Currently, three mutant poliovirus cases have been verified in three of South Sudan’s ten states: Western Equatoria, Central Equatoria, and Upper Nile.

The reported cases include youngsters under the age of five, and unlike in prior poliovirus outbreaks, the afflicted children did not get polio vaccines.

To control the epidemic and prevent future spread, the Ministry of Health, alongside WHO, UNICEF, and other partners, has formed an emergency response task force to coordinate the response while strengthening surveillance efforts.

 The campaign will target every child under the age of five in all 10 states and three administrative districts around the country.

Currently, social mobilizers are working with communities and key stakeholders to raise awareness about vaccination and encourage participation in the weeklong campaign.

In South Sudan, it is believed that 33% of children have not had poliovirus type 2 vaccinations.

Population migrations and relocations have had an influence on the country’s immunization coverage, making it more difficult to reach the most vulnerable children.

Hon. Awut Deng Acuil, Minister of General Education and Instruction, stated in his address on behalf of the Minister of Health that immediate action is required to prevent this outbreak from inflicting more harm to children.

He went on to state that in order for the vaccination campaign to be successful, all parents, caregivers, families, religious groups, and communities must ensure that every child under the age of five receives the polio vaccine throughout the campaign.

He also emphasized the need for thorough coverage, stating that each kid missed during the campaign increases the likelihood of future outbreaks, which the Ministry is determined to prevent.

On his part, Dr.
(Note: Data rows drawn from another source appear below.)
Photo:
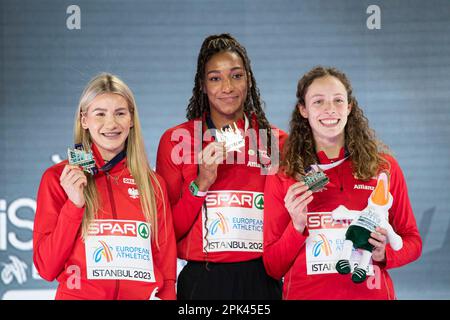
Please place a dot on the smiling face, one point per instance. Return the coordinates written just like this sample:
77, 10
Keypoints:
108, 120
225, 83
326, 108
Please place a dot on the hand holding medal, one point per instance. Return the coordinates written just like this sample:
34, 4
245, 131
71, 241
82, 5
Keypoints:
231, 136
73, 180
315, 179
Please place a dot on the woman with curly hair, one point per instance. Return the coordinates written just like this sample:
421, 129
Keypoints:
216, 189
302, 242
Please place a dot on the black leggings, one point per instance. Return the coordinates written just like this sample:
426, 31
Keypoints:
227, 281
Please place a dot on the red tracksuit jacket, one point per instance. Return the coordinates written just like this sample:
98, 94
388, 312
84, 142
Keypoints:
186, 208
286, 253
59, 252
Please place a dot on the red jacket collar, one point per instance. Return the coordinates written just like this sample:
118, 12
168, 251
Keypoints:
100, 162
323, 159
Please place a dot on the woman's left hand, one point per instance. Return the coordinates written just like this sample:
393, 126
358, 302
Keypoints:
378, 240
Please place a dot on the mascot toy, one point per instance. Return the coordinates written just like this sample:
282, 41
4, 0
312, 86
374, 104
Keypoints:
364, 222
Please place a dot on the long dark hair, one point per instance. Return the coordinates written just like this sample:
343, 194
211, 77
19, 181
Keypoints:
360, 140
199, 103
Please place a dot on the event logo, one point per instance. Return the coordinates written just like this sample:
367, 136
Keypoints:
103, 251
321, 245
15, 269
220, 222
143, 230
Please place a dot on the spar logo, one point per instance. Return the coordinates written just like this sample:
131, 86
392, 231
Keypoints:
259, 201
321, 220
103, 252
219, 223
321, 245
112, 228
229, 199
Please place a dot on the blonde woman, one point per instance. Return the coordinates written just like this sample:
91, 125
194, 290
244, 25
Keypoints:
107, 235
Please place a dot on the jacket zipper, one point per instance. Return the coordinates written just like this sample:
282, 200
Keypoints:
114, 213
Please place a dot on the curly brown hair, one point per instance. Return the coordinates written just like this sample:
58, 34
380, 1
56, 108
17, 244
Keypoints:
360, 141
199, 104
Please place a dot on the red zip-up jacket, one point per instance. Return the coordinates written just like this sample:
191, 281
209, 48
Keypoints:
285, 249
59, 251
186, 208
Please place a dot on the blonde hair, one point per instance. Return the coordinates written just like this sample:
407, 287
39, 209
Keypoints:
137, 161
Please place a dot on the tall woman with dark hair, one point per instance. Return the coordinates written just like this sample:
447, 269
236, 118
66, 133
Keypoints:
301, 240
216, 191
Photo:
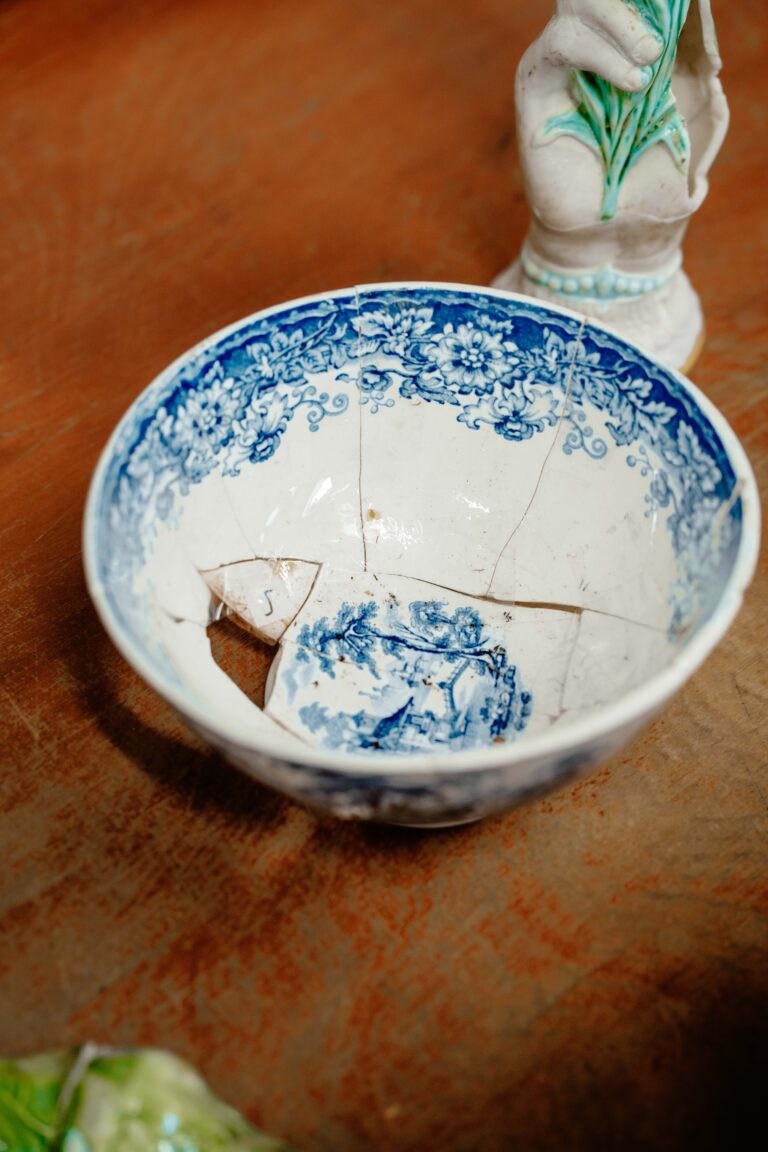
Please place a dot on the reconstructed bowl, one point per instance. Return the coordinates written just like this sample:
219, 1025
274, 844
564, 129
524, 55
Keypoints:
488, 539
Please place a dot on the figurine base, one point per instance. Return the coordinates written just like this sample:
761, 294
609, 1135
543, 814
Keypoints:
668, 323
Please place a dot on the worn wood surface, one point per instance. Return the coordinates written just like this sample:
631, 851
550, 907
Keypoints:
587, 972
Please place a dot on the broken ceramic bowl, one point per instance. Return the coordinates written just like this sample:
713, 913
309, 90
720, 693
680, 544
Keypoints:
486, 539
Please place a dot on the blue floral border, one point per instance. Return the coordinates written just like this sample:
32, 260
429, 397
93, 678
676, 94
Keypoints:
500, 363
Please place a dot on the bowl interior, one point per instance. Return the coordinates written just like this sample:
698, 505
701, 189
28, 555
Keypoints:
462, 517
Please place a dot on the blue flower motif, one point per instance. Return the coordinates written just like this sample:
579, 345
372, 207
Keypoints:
447, 681
394, 331
470, 357
373, 384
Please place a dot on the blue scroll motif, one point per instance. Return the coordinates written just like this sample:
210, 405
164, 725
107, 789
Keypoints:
511, 366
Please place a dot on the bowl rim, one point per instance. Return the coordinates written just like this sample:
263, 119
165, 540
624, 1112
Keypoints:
629, 711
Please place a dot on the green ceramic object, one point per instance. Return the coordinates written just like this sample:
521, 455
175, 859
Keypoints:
138, 1101
622, 126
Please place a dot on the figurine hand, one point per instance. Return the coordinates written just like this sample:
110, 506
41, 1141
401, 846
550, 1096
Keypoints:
567, 179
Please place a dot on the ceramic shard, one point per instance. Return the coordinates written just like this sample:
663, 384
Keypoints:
264, 595
443, 381
394, 665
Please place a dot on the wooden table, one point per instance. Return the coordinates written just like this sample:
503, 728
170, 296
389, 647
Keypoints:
587, 972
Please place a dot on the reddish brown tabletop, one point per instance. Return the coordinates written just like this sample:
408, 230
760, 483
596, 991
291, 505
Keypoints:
587, 972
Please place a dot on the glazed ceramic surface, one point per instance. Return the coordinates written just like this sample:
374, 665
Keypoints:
487, 538
620, 115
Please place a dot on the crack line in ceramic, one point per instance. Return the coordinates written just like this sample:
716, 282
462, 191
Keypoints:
481, 362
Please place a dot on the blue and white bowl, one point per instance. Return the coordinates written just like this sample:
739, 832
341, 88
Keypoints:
488, 539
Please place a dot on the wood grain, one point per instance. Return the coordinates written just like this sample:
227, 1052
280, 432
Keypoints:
587, 972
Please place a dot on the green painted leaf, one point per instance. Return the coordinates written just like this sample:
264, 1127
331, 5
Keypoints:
622, 126
571, 123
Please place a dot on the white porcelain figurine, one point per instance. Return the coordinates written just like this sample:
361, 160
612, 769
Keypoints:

Humphrey Karamagi, WHO Representative for South Sudan, emphasized that polio is a preventable disease and highlighted the significance of the campaign, which is supported by funding from the Global Polio Eradication Initiative (GPEI) partnership.

He stressed that this campaign presents a crucial opportunity for vulnerable populations to access critical interventions that can prevent life-threatening diseases, including poliomyelitis-induced disability.
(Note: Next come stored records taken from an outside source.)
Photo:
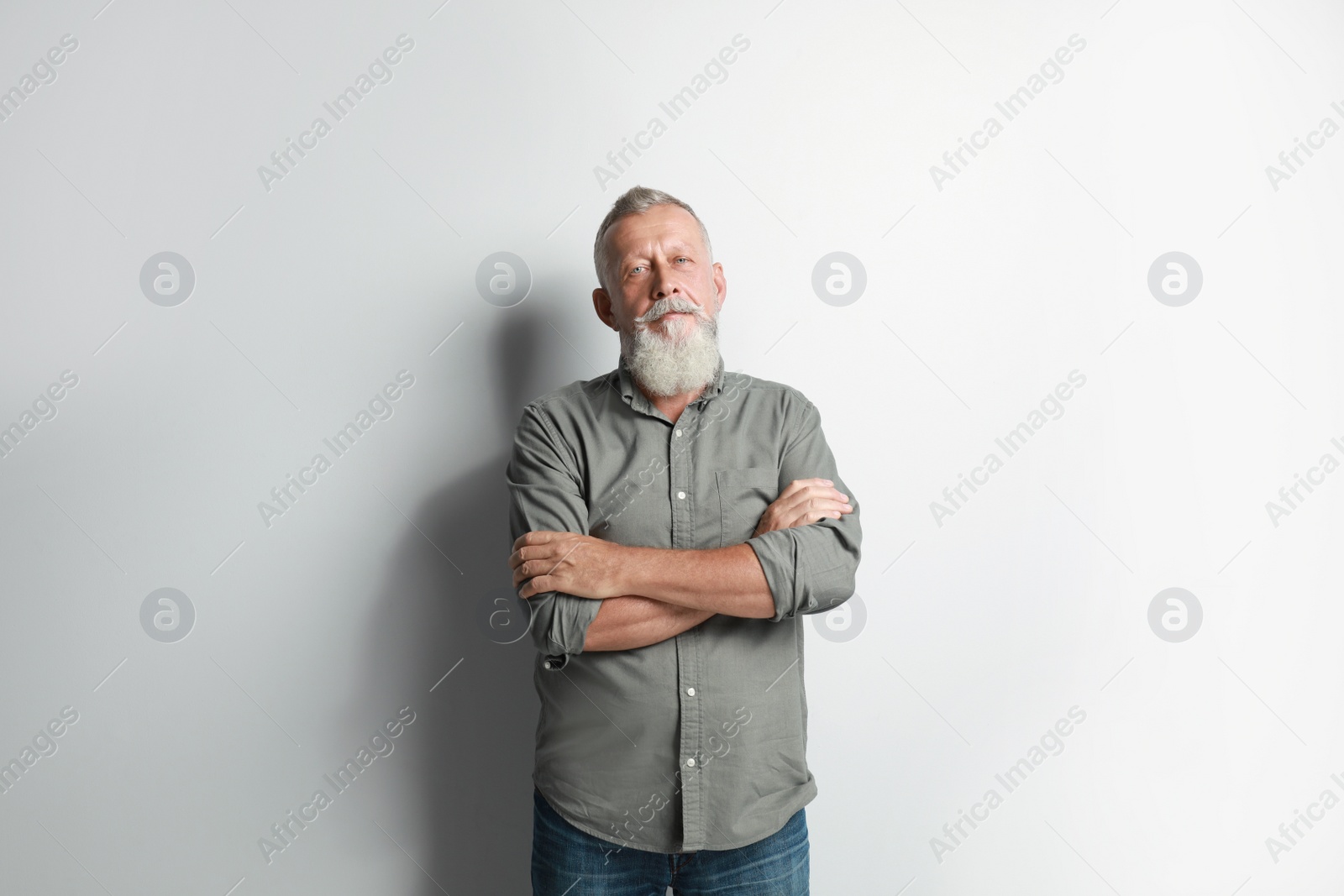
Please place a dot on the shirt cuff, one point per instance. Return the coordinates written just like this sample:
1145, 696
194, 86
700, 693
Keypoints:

Hamida Lasseko, UNICEF South Sudan Representative, described the nationwide campaign as a pivotal moment in their ongoing efforts to combat polio in South Sudan.
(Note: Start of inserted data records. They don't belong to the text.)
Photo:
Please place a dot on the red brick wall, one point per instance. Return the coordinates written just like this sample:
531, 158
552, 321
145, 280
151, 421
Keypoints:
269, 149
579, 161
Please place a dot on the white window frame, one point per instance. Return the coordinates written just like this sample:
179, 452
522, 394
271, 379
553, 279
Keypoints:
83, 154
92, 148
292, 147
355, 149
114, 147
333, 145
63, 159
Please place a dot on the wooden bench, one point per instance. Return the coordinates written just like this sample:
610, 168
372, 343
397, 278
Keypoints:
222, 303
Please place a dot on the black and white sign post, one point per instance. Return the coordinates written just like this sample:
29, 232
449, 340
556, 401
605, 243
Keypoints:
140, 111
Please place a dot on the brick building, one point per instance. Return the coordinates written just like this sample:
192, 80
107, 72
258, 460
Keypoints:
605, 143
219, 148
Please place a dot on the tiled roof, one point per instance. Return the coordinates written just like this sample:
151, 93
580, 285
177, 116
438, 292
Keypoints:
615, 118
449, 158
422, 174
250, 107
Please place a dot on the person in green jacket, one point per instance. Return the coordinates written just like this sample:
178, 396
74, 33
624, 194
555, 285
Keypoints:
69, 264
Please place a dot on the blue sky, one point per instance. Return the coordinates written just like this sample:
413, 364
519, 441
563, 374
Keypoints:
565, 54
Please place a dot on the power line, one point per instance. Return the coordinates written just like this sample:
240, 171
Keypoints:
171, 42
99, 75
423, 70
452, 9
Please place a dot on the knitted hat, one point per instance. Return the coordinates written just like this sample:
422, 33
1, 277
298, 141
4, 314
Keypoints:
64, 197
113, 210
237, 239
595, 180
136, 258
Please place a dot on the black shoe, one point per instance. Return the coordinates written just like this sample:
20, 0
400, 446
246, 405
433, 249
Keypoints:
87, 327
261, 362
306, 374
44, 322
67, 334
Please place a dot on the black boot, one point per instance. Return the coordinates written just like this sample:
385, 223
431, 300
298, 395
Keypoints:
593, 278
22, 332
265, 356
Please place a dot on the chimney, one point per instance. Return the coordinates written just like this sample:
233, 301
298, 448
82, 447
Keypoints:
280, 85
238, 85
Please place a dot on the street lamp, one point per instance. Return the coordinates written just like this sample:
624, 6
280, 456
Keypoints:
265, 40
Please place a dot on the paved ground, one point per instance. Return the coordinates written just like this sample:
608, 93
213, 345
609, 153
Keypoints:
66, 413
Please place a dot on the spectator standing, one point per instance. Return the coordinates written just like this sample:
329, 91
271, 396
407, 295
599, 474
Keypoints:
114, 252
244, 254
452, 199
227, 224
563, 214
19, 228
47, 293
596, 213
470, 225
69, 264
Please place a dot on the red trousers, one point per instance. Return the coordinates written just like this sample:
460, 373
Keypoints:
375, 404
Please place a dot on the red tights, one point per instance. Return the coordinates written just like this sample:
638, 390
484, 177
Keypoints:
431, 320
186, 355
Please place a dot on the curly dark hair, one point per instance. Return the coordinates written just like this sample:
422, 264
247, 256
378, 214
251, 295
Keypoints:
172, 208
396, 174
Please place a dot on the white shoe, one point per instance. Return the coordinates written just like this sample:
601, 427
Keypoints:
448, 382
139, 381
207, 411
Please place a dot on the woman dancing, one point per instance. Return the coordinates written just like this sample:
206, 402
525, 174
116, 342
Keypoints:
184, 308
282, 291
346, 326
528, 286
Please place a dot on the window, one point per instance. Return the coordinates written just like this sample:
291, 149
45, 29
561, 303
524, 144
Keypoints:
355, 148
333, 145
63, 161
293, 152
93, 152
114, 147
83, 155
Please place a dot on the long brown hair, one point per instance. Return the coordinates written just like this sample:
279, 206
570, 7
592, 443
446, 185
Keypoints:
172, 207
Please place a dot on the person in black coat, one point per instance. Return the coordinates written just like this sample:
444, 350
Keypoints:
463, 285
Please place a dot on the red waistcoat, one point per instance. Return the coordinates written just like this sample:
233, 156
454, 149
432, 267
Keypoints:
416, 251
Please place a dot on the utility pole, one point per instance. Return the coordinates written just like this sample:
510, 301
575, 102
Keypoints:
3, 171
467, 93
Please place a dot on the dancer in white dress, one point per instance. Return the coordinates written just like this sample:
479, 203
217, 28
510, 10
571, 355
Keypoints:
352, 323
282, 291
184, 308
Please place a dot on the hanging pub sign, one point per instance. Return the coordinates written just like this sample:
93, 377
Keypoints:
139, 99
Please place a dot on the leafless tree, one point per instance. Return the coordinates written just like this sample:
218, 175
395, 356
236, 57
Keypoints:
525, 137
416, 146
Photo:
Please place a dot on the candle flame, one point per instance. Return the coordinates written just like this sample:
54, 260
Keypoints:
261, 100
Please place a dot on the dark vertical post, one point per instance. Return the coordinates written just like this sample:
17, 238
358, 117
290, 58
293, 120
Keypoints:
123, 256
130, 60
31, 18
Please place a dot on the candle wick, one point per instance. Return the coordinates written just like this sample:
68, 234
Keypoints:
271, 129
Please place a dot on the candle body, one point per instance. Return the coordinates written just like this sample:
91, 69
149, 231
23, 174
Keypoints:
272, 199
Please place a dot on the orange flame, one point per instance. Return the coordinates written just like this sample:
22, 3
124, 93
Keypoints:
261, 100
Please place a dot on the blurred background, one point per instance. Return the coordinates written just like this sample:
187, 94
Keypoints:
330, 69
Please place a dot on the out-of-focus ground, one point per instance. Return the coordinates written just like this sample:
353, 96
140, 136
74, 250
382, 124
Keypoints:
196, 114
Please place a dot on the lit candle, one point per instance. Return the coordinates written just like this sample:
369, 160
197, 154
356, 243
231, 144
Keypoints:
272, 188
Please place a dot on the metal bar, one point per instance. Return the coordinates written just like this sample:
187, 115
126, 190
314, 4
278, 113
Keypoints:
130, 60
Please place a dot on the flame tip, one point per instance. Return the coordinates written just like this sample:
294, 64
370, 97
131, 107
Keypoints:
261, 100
She emphasized that by utilizing the vaccine, which is designed for enhanced efficacy against poliovirus, they can strengthen their defenses and limit the spread of the virus.

Lasseko reiterated UNICEF’s commitment to reinforcing immunization strategies in collaboration with health partners and the Ministry of Health, ensuring that all children have equitable access to vaccination and safeguarding communities against the threat of polio.

Circulating Variant Poliovirus Type 2 instances can arise when the weakened live virus in the oral polio vaccination spreads to unvaccinated persons and mutates, causing paralysis. 

To avoid this, all children should receive the oral polio vaccination whenever it is available, and numerous doses of the vaccine will protect against both wild and circulating mutant polioviruses.

Several African nations, including Angola, Benin, Burkina Faso, Cameroon, the Central African Republic, Chad, Côte d’Ivoire, the Democratic Republic of the Congo, Ethiopia, Guinea, Ghana, Mali, Niger, Nigeria, Togo, Zambia, and South Sudan, are now reporting paralytic polio infections.